Des petits métiers au Conservatoire de la rue Blanche
Il apparut notamment dans « Tamango », aux côtés de figures comme Douta Seck, et fréquenta les cercles intellectuels de Présence Africaine, haut lieu de la renaissance culturelle noire. Toujours plus curieux, il s’envola ensuite pour Rome, où il suivit une formation au Centre expérimental du cinéma. Là, il réalisa son premier court-métrage, « L’Ubriaco ». De retour en France, il travailla à l’Ortf comme producteur et réalisateur avant de répondre, en 1964, à l’appel du pays natal. Au Sénégal, Samb rejoignit d’abord le ministère du Tourisme, puis la radio nationale comme producteur et réalisateur de l’émission « Portrait d’un écrivain ».
Dans cette émission, il laissait transparaître tout ce qui le caractérisait, à savoir le goût de la transmission, la rigueur intellectuelle, la passion des lettres et surtout le refus farouche de la médiocrité. C’est à cette époque qu’il rencontra Line, une artiste française spécialiste de la tapisserie. Séduit par sa sensibilité et son regard sur le monde, il lui écrivit de longues lettres enflammées. Leur mariage fut encouragé par Mame Woré, la mère d’Ababacar, et le couple s’épanouit dans le foisonnement artistique du Dakar des années Senghor.C’est alors en 1966, lors du premier Festival mondial des arts nègres, qu’Ababacar Samb Makharam reçoit le premier prix du court-métrage avec « Et la neige n’était plus », une œuvre méditative sur l’exil et le retour.
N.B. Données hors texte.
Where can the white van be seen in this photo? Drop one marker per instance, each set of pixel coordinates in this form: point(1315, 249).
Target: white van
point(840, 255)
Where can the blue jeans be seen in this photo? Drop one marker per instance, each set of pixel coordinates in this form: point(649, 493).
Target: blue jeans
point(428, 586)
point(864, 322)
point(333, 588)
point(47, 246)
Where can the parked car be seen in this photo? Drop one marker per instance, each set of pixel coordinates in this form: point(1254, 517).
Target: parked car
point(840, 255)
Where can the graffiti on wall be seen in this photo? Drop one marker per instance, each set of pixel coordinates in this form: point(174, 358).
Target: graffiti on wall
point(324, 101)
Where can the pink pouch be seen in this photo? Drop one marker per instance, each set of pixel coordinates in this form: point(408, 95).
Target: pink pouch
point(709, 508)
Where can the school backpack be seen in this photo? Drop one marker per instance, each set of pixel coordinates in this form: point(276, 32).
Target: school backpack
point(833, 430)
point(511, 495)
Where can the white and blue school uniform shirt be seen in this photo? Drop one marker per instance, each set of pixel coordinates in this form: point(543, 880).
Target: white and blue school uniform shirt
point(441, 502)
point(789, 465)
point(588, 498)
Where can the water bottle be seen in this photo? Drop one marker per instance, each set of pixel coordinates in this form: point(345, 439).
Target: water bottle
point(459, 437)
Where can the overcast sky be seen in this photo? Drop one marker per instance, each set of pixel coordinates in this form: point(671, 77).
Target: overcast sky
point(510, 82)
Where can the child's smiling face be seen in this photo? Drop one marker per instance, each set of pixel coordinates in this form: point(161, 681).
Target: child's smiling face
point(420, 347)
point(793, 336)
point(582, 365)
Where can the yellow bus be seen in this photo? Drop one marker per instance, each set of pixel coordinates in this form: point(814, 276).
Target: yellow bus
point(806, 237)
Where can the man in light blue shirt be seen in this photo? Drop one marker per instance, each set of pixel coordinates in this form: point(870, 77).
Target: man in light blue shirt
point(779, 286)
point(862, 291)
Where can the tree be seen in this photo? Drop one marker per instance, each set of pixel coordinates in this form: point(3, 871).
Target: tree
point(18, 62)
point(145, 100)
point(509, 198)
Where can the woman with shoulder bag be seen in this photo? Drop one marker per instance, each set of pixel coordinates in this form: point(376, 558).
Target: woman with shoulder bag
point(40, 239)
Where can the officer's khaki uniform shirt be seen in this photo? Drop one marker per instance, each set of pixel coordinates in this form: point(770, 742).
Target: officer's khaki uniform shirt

Trois ans plus tard, il signa « Kodou », son premier long-métrage, tourné en partie à l’hôpital de Fann. Le film, où le rituel Lébou du ndëp est au centre du récit, fut un succès international. Sa stature grandit encore lorsqu’il devint, à trente-six ans, le premier secrétaire général de la Fédération panafricaine des cinéastes (Fepaci). Il milita sans relâche pour un cinéma africain libre et financé par les Africains eux-mêmes, contribuant à la création du Fespaco et à la reconnaissance du septième art au sein de l’Oua. Mais cette activité débordante l’éloigna du tournage. Il revint derrière la caméra en 1982 avec Jom, un film majeur sur la dignité et la résistance. Sur le plateau, une simple disparition d’objet, la bague d’un acteur, marqua le début d’une étrange dérive.
Des marabouts furent sollicités, et Samb, curieux des choses de l’esprit, s’en rapprocha. Peu à peu, cette quête mystique prit une place inquiétante dans sa vie. Son épouse tenta de le protéger, de préserver leur famille, écrivant à sa belle-mère des lettres pleines d’amour et d’inquiétude. Elle chercha l’aide des médecins, des traditions et de la prière. Samb, lui, écrivait aussi, un texte ésotérique où se mêlaient douleur et lucidité. Il le fit lire à ses amis, conscient de sa propre fragilité. Le 7 octobre 1987, celui dont la naissance avait été entourée de rituels pour conjurer le malheur quitta ce monde, après une longue lutte entre le visible et l’invisible. Ababacar Samb Makharam, homme de lumière et de mystère, laissa derrière lui une œuvre brève mais essentielle, et l’image d’un artiste habité par la beauté, la dignité et la quête du sens. « Si le cinéma sénégalais a des fleurs et des branches visibles, des noms et une renommée, des pionniers qui viennent plus immédiatement dans la liste, je crois qu’on peut gager que vous en êtes une des racines , écrit Elgas.